Arguello had finished on his feet, but now slumped to the floor. If ever a man had given his very last ounce for the cause, it was Alexis Arguello that night.

He never really got over that loss, both as a boxer and as a man. There was a rematch with Pryor a year later, and once again it was a huge, action packed fight, this time ending in a tenth round defeat. Once again he had come up short in his quest for his fourth title. Once again he had lost to Pryor. There were two comeback attempts, the first a couple of years later, the second when he was in his forties.

When he turned his back on boxing, he had compiled an 82-8 record with 65 ko´s. He had held three world titles, and probably should held have held four.

To fight fans of the Eighties, Arguello was the epitome of class. He was solid, respectable. Above reproach. But like Micheal Jackson and Farah Fawcett, despite gaining the respect of his peers and the adulation of his fans, his life was beginning to unravel.

When he first quit boxing in the mid-eighties, he left Miami and returned to his native Nicaragua. Arguello took up arms and fought for the US backed Contra´s against the Sandinista s.

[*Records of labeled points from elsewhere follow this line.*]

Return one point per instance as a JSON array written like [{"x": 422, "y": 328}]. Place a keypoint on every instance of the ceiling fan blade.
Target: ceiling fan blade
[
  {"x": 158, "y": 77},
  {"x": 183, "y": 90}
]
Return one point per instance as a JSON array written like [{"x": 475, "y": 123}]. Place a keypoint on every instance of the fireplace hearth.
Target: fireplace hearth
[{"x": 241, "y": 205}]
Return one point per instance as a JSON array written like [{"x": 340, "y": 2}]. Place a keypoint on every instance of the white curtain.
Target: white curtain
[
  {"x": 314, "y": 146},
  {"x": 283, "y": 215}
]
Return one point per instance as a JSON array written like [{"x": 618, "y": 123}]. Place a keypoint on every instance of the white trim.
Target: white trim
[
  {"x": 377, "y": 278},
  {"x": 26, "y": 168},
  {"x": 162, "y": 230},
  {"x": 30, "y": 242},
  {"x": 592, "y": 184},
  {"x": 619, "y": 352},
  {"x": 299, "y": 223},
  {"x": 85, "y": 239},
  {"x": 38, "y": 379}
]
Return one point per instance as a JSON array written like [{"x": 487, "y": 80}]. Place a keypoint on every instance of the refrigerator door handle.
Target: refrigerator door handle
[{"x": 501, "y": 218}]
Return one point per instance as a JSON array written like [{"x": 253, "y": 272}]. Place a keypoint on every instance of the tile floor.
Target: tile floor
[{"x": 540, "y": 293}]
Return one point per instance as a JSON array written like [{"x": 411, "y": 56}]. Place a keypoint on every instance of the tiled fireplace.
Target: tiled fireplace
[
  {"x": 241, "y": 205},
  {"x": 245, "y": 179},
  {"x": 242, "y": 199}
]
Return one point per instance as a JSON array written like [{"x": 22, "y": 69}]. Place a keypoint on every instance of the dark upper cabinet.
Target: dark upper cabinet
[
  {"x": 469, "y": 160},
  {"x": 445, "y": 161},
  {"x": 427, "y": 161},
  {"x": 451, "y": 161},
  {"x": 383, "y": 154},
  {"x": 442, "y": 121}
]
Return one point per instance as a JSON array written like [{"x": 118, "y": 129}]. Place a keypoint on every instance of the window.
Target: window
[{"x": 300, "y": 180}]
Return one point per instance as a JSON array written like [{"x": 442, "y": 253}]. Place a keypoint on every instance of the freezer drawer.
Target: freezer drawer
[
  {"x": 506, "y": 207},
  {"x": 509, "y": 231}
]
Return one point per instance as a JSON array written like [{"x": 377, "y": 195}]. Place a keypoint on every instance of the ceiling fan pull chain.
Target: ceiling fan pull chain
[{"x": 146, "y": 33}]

Later, he switched sides and joined the Sandinista´s.

Disillusioned with retirement, he appears to have sought solace in booze, cocaine and women. There have been many, many stories that have appeared over the last twenty years of Arguello and his constant battle against his demons; many may be lies, but no doubt some were true. What always made it so hard to read was knowing what a classy human being he had been, and deep inside, still was. He appears to have battled depression for many years. As long ago as 1985 he told a Sports Illustrated reporter that he had contemplated suicide. Indeed, in the same interview he described how his father had been an alcoholic who had attempted suicide.

Amazingly, he turned his life around. He regained his self respect, and then the respect of others, so much so that late last year he was elected Major of his nation´s capitol, Managua.

For a man who was on the skids just a few years earlier, this should have been all the vindication he would need to see out the rest of his days.

But no.

The demons that had haunted him for most of his life hadn’t really left him at all. They were merely sleeping.

And last night, they came to visit him one more time.